File:                       daq_in_scan_usb_1800.py

Library Call Demonstrated:  mcculw.ul.daq_in_scan()

Purpose:                    Synchronously scans 8 thermocouple channels

Demonstration:              how to covert raw data to temperature

Other Library Calls:        mcculw.ul.daq_in_scan()
                            mcculw.ul.get_tc_values()
                            mcculw.ul.win_buf_free()
                            mcculw.ul.release_daq_device()

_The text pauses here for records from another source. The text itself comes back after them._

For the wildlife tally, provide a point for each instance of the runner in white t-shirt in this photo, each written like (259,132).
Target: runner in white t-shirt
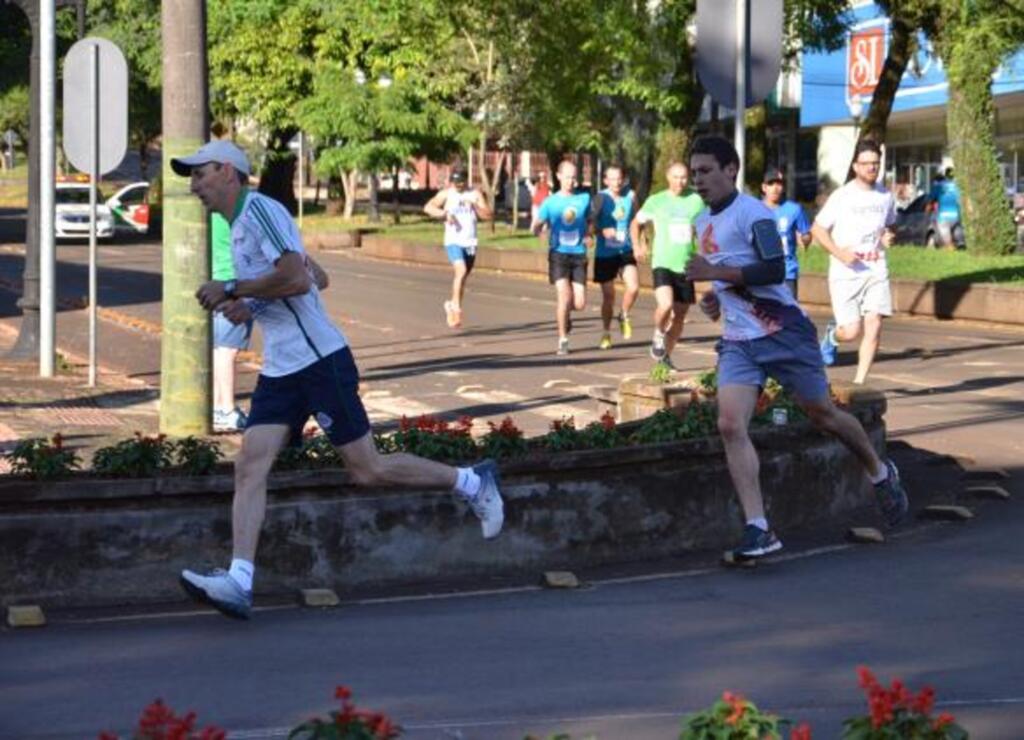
(308,371)
(854,227)
(766,334)
(460,208)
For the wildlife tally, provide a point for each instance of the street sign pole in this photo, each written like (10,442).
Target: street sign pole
(739,130)
(93,184)
(47,246)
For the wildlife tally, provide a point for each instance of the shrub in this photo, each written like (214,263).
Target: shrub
(349,724)
(139,456)
(503,440)
(197,455)
(41,459)
(898,712)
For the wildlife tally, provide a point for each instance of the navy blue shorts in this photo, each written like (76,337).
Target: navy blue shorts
(791,355)
(327,390)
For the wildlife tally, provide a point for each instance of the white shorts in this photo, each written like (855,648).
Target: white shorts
(853,299)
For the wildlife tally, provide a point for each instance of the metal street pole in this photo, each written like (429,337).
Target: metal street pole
(47,247)
(739,135)
(93,185)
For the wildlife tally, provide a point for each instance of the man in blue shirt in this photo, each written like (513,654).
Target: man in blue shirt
(564,216)
(790,220)
(612,210)
(945,196)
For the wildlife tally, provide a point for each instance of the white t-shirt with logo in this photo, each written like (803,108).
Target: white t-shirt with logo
(726,238)
(856,218)
(459,207)
(296,330)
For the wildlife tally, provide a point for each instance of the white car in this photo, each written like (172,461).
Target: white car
(73,212)
(130,207)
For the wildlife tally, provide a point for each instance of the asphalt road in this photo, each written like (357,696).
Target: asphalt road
(939,604)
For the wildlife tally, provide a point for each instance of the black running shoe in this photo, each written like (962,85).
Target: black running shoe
(756,543)
(891,496)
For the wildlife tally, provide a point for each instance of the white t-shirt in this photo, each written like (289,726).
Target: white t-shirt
(459,206)
(856,217)
(296,330)
(726,237)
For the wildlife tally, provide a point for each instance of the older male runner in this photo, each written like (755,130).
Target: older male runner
(765,334)
(308,371)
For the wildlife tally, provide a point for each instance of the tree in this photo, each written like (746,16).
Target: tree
(974,38)
(184,376)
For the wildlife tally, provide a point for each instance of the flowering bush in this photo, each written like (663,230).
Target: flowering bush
(897,712)
(733,717)
(160,723)
(349,724)
(503,440)
(41,459)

Special Requirements:       This examples filters on the USB-1808 Series.
"""
from __future__ import absolute_import, division, print_function
from builtins import *  # @UnusedWildImport
from time import sleep
# 1616HS and 2500 series do not have ScaleData support
# from ctypes import cast, POINTER, c_double
from ctypes import cast, POINTER, c_ushort, c_float

from mcculw import ul
from mcculw.enums import ScanOptions, ChannelType, ULRange, TempScale, DigitalPortType
from mcculw.device_info import DaqDeviceInfo
from mcculw.ul import ULError
from mcculw.enums import FunctionType, Status


try:
    from console_examples_util import config_first_detected_device
except ImportError:
    from .console_examples_util import config_first_detected_device


def run_example():

    use_device_detection = False
    board_num = 0
    # Supported PIDs for the USB-1808 Series
    rate = 100
    points_per_channel = 64
    memhandle = None

    try:

        # use board zero from InstaCal
        daq_dev_info = DaqDeviceInfo(board_num)
        print('\nActive DAQ device: ', daq_dev_info.product_name, ' (',
              daq_dev_info.unique_id, ')\n', sep='')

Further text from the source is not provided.